Top Big Data Trends to Affect Your Business in 2020
The global Big data market is growing year by year. Data-driven decisions have become common for numerous industries around the world.
In fact, 97.2 percent of companies invest in Big data projects. The reasons are clear: it helps to understand and anticipate customer needs, scan the hottest trends in social media, analyze all kinds of external and internal threats to your organization.
Big data transforms practically every business sphere. With Big data steady growth, we can foresee how its capabilities are going to expand in the coming years. Let’s look at the potential of Big data technologies and disclose the trends and challenges that are going to dominate in 2020.
Big Data Industry Trends
Machine learning to continue hunting for insights
Machine learning(ML) provides an opportunity to analyze the data flow coming from numerous sources be it sensors, applications, or Google search queries. Machine learning systems use their own mechanisms to extract insights and assure fast and robust problem-solving without manual assistance. It’s no wonder companies are ready to prepare their environments for machine learning algorithms in the coming years. Experts predict that the machine learning industry is going to draw almost $60 million in late 2021.
Demand for NLP systems to rise
According to Gartner, 50% of all analytical queries will account for NLP (natural language processing) by 2020. This means companies will have to develop a system that can capture customer voice and translate it into the language used by machines. With NLP, it will be possible to dig deeper into customer attitudes and preferences. This, in turn, will lay the groundwork for developing virtual assistants or chatbots with “conversational” capabilities. Using Big data analytics tools, further advancements are likely to bring the concept closer next year.
Big data to transform skillsets
Big data growth has given rise to the specialization of roles within IT departments. This creates an urge for companies to search for talent with industry-specific expertise rather than an MBA degree. Moreover, Gartner predicts that almost half of all manual data management tasks will be put to automation towards the end of 2022. Data analysts will have to master automation methods and new Big data analytics tools that help to extract reliable insights.
Data-as-a-service to grow in demand
Almost every company is going to recognize the benefits of data-as-a-service (DaaS) in the next couple of years. DaaS delivers data in streams that are tailored to subscribers’ needs. Now, relatively few businesses have in-house resources to access data streams and manipulate that data efficiently. DaaS can eliminate the need for internal data management teams as it offers a robust means to access external data sources quickly and easily. Data-as-a-service will give you more control over company-wide data and will fill the gap between departments. Data lake proliferation, as well as secure cloud-based solutions, can make relevant data available in an easy-to-use and secure format.
5G to speed up data transmission
Gartner predicts that there will be over 25 billion connected devices by 2021 producing large volumes of data. To integrate the data coming from various sources, the 5G technology will provide a high-throughput data pipeline that can handle extremely large data volumes.
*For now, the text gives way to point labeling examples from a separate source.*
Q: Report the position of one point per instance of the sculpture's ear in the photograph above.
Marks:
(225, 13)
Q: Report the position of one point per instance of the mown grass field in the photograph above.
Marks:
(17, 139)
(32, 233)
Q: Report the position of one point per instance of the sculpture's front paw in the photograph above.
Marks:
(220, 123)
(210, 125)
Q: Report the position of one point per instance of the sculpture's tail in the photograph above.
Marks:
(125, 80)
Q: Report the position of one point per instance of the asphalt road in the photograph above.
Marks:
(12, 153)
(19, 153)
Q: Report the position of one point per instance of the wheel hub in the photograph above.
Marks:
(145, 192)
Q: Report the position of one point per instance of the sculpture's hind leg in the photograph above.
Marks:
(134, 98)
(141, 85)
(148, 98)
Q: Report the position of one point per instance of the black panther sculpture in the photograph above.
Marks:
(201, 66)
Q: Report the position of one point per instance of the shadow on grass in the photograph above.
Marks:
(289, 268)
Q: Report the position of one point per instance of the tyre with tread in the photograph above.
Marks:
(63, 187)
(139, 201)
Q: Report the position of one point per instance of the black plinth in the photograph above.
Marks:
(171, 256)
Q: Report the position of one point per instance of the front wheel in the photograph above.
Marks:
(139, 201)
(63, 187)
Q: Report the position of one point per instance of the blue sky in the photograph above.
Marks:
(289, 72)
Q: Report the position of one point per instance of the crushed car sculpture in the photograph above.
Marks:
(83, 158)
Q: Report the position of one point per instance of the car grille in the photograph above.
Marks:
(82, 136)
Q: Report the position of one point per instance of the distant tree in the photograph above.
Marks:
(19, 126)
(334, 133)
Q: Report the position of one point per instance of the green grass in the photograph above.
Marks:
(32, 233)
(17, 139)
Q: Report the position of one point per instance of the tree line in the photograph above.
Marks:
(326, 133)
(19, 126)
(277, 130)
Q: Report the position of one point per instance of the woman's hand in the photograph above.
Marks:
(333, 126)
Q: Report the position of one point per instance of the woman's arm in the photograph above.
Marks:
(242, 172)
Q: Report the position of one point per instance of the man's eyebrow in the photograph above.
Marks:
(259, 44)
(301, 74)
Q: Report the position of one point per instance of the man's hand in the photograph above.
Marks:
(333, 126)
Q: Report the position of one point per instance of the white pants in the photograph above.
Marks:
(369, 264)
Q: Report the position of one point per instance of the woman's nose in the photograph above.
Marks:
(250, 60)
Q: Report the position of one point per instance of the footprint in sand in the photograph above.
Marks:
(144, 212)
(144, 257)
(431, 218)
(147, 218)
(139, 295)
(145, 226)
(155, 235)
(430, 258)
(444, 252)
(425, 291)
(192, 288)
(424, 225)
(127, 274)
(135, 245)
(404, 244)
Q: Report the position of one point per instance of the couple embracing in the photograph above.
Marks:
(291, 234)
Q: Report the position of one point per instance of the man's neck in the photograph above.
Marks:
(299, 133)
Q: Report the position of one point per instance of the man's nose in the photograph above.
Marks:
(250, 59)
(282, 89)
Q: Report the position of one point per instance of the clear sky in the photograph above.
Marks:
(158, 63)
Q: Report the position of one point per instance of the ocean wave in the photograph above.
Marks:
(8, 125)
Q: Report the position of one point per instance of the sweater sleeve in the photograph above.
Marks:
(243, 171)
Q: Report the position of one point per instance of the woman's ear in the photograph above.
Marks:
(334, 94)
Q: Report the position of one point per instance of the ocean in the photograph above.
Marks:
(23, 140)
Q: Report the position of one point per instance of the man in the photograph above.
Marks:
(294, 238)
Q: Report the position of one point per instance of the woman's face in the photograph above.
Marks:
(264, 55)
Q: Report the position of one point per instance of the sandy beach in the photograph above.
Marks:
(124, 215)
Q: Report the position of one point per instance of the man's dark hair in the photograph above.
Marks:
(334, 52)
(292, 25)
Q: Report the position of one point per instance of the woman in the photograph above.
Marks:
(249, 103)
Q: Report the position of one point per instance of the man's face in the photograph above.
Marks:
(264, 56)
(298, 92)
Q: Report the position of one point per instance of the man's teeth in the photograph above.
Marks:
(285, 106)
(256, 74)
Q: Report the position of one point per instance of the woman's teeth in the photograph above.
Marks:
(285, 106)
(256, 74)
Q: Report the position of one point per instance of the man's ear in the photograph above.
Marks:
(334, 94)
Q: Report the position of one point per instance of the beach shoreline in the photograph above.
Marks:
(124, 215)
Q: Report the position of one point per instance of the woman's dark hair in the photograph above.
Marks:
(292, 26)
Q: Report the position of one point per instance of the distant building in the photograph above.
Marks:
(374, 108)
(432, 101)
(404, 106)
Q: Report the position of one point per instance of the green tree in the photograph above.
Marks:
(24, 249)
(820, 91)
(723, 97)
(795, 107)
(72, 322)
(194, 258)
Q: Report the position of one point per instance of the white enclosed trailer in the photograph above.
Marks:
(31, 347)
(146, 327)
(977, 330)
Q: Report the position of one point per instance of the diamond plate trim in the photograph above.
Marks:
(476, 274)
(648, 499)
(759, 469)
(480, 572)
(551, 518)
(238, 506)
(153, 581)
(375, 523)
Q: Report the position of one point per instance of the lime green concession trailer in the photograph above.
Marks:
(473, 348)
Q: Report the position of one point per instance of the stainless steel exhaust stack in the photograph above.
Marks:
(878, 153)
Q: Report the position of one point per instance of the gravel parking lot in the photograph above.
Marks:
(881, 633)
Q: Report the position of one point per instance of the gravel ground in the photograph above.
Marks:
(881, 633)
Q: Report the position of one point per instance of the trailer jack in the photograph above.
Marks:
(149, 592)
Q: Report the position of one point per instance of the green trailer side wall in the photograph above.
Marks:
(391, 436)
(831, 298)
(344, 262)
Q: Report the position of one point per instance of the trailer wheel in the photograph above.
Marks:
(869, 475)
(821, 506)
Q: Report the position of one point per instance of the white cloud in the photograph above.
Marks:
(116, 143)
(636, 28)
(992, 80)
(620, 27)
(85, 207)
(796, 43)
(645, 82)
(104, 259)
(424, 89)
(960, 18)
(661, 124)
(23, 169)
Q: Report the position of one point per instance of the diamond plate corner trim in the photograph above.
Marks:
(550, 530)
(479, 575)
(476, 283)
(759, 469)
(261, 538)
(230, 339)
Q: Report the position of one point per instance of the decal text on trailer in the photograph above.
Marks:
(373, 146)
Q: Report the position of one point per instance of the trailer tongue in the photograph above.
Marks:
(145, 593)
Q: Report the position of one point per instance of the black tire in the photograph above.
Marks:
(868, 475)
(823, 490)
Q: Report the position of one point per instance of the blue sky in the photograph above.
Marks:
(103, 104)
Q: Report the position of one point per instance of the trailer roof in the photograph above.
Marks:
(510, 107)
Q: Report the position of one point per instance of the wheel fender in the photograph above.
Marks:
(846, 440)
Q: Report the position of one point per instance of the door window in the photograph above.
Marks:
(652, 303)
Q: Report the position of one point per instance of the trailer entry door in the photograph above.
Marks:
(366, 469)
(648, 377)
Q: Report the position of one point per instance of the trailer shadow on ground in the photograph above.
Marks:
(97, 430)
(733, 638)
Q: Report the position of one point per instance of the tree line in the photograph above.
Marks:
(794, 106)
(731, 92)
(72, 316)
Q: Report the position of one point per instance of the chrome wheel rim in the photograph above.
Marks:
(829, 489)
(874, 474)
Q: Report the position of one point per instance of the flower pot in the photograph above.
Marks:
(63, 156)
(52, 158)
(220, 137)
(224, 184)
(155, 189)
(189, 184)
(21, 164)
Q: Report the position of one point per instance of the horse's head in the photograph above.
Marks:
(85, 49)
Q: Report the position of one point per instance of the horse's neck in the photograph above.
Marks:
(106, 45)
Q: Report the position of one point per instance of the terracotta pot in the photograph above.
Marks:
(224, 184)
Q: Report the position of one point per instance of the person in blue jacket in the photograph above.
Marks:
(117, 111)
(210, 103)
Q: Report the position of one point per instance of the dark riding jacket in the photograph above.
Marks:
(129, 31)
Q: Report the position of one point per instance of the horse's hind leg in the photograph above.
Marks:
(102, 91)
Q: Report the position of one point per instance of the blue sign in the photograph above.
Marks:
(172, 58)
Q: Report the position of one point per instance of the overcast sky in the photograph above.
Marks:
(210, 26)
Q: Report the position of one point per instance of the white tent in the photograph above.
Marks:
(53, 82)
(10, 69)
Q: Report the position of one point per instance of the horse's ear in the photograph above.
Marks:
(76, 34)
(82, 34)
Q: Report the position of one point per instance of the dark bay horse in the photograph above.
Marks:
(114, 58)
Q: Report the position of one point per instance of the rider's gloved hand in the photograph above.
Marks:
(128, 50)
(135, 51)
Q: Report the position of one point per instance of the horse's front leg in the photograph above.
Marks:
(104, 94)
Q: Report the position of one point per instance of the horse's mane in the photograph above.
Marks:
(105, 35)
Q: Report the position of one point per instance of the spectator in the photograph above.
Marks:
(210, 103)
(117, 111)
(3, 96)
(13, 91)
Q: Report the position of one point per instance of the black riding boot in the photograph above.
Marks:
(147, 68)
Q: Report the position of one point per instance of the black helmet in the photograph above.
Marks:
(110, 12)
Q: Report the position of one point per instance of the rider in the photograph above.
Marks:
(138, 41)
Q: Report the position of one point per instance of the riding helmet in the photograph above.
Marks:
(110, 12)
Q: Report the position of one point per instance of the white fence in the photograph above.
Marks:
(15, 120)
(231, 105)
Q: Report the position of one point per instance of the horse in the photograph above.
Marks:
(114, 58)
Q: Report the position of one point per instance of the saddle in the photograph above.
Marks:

The technology will improve user experience by connecting household-level wearable tech, VR-assistants, and health-monitoring devices. At the industrial level, 5G will be powered by the Big data technology stack to provide faster and safer ways to collect and process data.
Edge computing to gain numerous adopters
According to Gartner, edge computing is about shifting the data processing infrastructure closer to the data generation source. Local data processing as well as real-time data analysis are likely to grow exponentially by 2025. In fact, Gartner predicts that edge computing will jump by 75 percent within the next couple of years. This happens because sending business-critical data to the cloud or centralized data systems is not so effective as it used to be in the previous years. The urge for fast near real-time processing of data streams goes hand in hand with Big data growth.
Big Data Challenges
Along with its potential, Big data issues and challenges can’t be ignored. This happens because more data than ever have been created in recent years. The advent of wearable devices and other IoT technology based gadgets has generated massive data influx from ordinary users. Only a small amount of this data is accessible for further analysis with the help of Apache Hadoop, Spark, or other analytics frameworks. Other concerns to be addressed are:
– Data complexity and reliability: those challenge numerous companies willing to make informed decisions. Companies need to learn how to work with vast amounts of data and develop their own solutions to process raw data.
– Data security: data is coming from various sources making it hard to pinpoint a compromised one. Organizations will have to work out appropriate practices to secure data collection and retrieval.
– Data protection: did you know that the Internet handles 3.8 million Google searches and 1.4 million Tinder swipes every 60 seconds? Experts predict that the figures are going to rise significantly in 2020. Should those forecasts come true, there will be mountains of sensitive data that will require consistent regulation and protection. Organizations that process personal data have to comply with data protection regulations introduced by GDPR. The California Consumer Privacy Act is also expected to come into action in 2020. Businesses will be under pressure to keep up with the ongoing changes as failure to comply will result in heavy penalties.
In the recent couple of years, Internet users have already created more data than ever before. Big data is transforming the way businesses operate and there is no sign of it slowing down. We believe that 2020 is going to be another crucial year with Big data and analytics remaining at the forefront of decision-making.